After Mikaela is rested up from the exhausting double-header of GenCon and DragonCon (I’m not sure if it’s always this way, but those cons were really like back-to-back this year and attending both as exhibitors/vendors/geeks who drink really really wiped us out) she’ll be polishing it to a smooth shiny finish and it should be on its way to printers some time in September.


GenCon 50: Real Talk

There’s a lot of pressure to be positive even when you’re feeling anything but because people smell weakness and instinctively hate it. But there aren’t a ton of people who read this anyway so why waste energy lying to an audience that’s almost/mostly not there?

GenCon 50 was kind of a bummer.

We lost a LOT of money by being there, not because we didn’t sell a lot of games (and “Comrade Octo-Stalin” T-Shirts), but because the overhead was crazy, our booth was in the ass end of nowhere, and we didn’t have a marketing strategy in place going in. Everything was very seat-of-the-pants.
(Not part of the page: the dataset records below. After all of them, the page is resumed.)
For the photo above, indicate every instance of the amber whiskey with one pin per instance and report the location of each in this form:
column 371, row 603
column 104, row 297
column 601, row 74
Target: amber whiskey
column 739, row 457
I enjoyed some of the demos I got to run, but I didn’t sell games right off of the demos, which always makes me feel like I failed.
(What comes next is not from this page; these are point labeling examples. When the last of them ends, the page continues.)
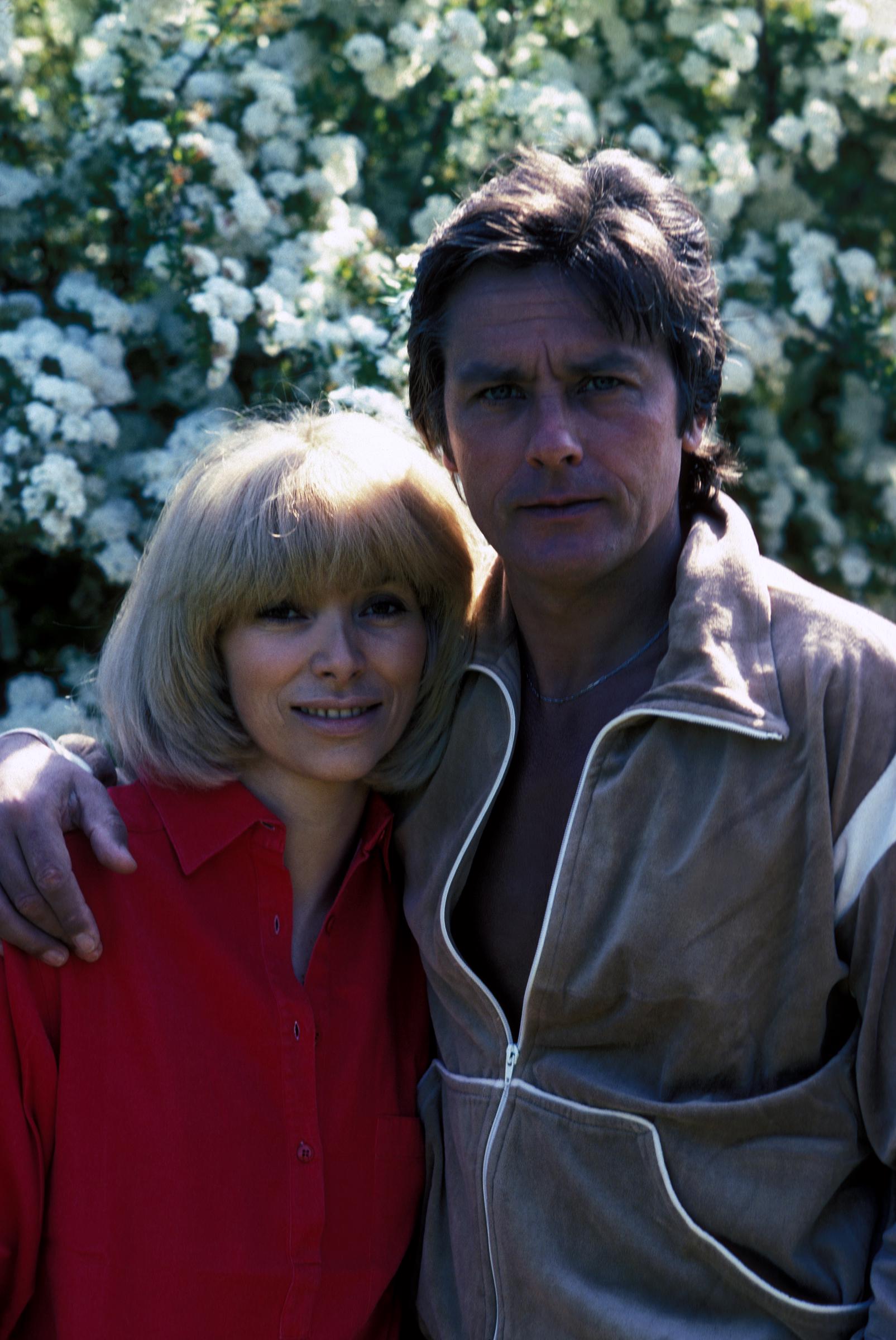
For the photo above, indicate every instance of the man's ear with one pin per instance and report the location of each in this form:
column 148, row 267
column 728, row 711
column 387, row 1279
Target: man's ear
column 693, row 439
Probably most importantly, in spite of having more help at the booth than we’ve ever had before–courtesy of Mike Myler and friends plus our promising-is-an-understatement new Director of Marketing Tytiana Browne–I felt like I spent as much of the con as ever running around like a headless chicken, freaking out over Systems Malfunction not being done, trying frantically to coordinate and manage people’s efforts even when I wasn’t shackled to the booth. Probably worst of all, I managed to miss out on catching up and socializing with nearly all of the friends and colleagues that I only get to see at GenCon, losing a never-ending game of booth tag with cool cats from Rich DeBarba to Ron Edwards. I missed out on stuff that I wanted to see to commemorate the fact that I, Devon Oratz, however small a part, was personally there at the 50th annual Geneva Convention, inaugurated by E. Gary Gygax in 1968. I missed out on the They Might Be Giants concert. I missed out on the GenCon museum and Lucas Oil stadium. And I missed all of these things because of my frantic fretting over the fortunes of a game company that shows distressing signs of failing.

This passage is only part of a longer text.